Now.. these don't look like redfoot tortoises to me.. { hatched between 8-10P CST 5/03/08 }..







YIKES.. these are *MAMMALS!*


----------



## cvalda (May 4, 2008)

aaaaaaaaaaw they are absolutely precious! and so many colors!!!!!!!!!!!!


----------



## Coldliz (May 4, 2008)

Awwww! I want the one under her chin!


----------



## Crazy1 (May 4, 2008)

Congrats on your MAMMALS Terry, Do I coun't 7? They look adorable and she looks like a very good mama. Looks like she'll do most of the caring for those babies.


----------



## Dreamer (May 4, 2008)

Thats one pretty kitty kat! I just saw 3 till some one asked if there were 7! Totaly missed the one under her chin.LOL
Just put one in with the RFs when ya send em. Hehe


----------



## Chucky (May 4, 2008)

Ahhh, leave it up to RedfootNerd to come up with a new species...FelineFoots


----------



## Redfoot NERD (May 4, 2008)

2 orange..
1 white..
1 cream..
1 black..
1 grey.

The Cream and Grey are 'bob-tails'!

Look at the 'red' feet on the 'Cream'.. and no tail!

Thanks y'all..


----------



## jlyoncc1 (May 4, 2008)

So sweet! Mama looks exhausted!


----------



## Itort (May 4, 2008)

Terry, I believe that the white one is a point.


----------



## terryo (May 4, 2008)

Maybe ya got some Manx kittens. Awwwww so cute!

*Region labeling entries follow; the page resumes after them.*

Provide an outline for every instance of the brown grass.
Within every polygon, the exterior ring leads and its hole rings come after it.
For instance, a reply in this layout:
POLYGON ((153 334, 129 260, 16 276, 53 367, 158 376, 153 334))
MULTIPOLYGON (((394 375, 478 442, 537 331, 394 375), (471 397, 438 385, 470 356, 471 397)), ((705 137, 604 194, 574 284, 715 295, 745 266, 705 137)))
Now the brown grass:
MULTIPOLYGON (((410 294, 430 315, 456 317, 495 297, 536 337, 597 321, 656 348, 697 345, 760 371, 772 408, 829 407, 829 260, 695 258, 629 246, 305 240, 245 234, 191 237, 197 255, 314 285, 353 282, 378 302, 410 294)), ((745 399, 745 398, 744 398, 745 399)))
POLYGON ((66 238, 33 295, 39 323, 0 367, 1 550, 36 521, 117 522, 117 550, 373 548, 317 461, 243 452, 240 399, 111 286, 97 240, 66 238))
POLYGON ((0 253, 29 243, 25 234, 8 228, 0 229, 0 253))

Manx kittens are classified according to tail length:

Dimple rumpy or rumpy - no tail whatsoever 
Riser or rumpy riser - stub of cartilage or several vertebrae under the fur, most noticeable when kitten is happy and raising its 'tail' 
Stumpy - partial tail, more than a 'riser' but less than 'tailed' (in rare cases kittens are born with kinked tails because of incomplete growth of the tail during development) 
Tailed or longy - complete or near complete tail 
Breeders have reported all tail lengths even within the same litter.

The ideal show Manx is the rumpy; the stumpy and tailed Manx do not qualify to be shown.


----------



## Jentortmom (May 4, 2008)

They are very cute!!! I miss my kitty, but my kiddo is so allergic to cats that we had to give him to a family member.


----------



## Josh (May 5, 2008)

congrats terry! that looks like one proud mama!


----------



## Itort (May 5, 2008)

terryo said:


> Maybe ya got some Manx kittens. Awwwww so cute!
> 
> Manx kittens are classified according to tail length:
> 
> ...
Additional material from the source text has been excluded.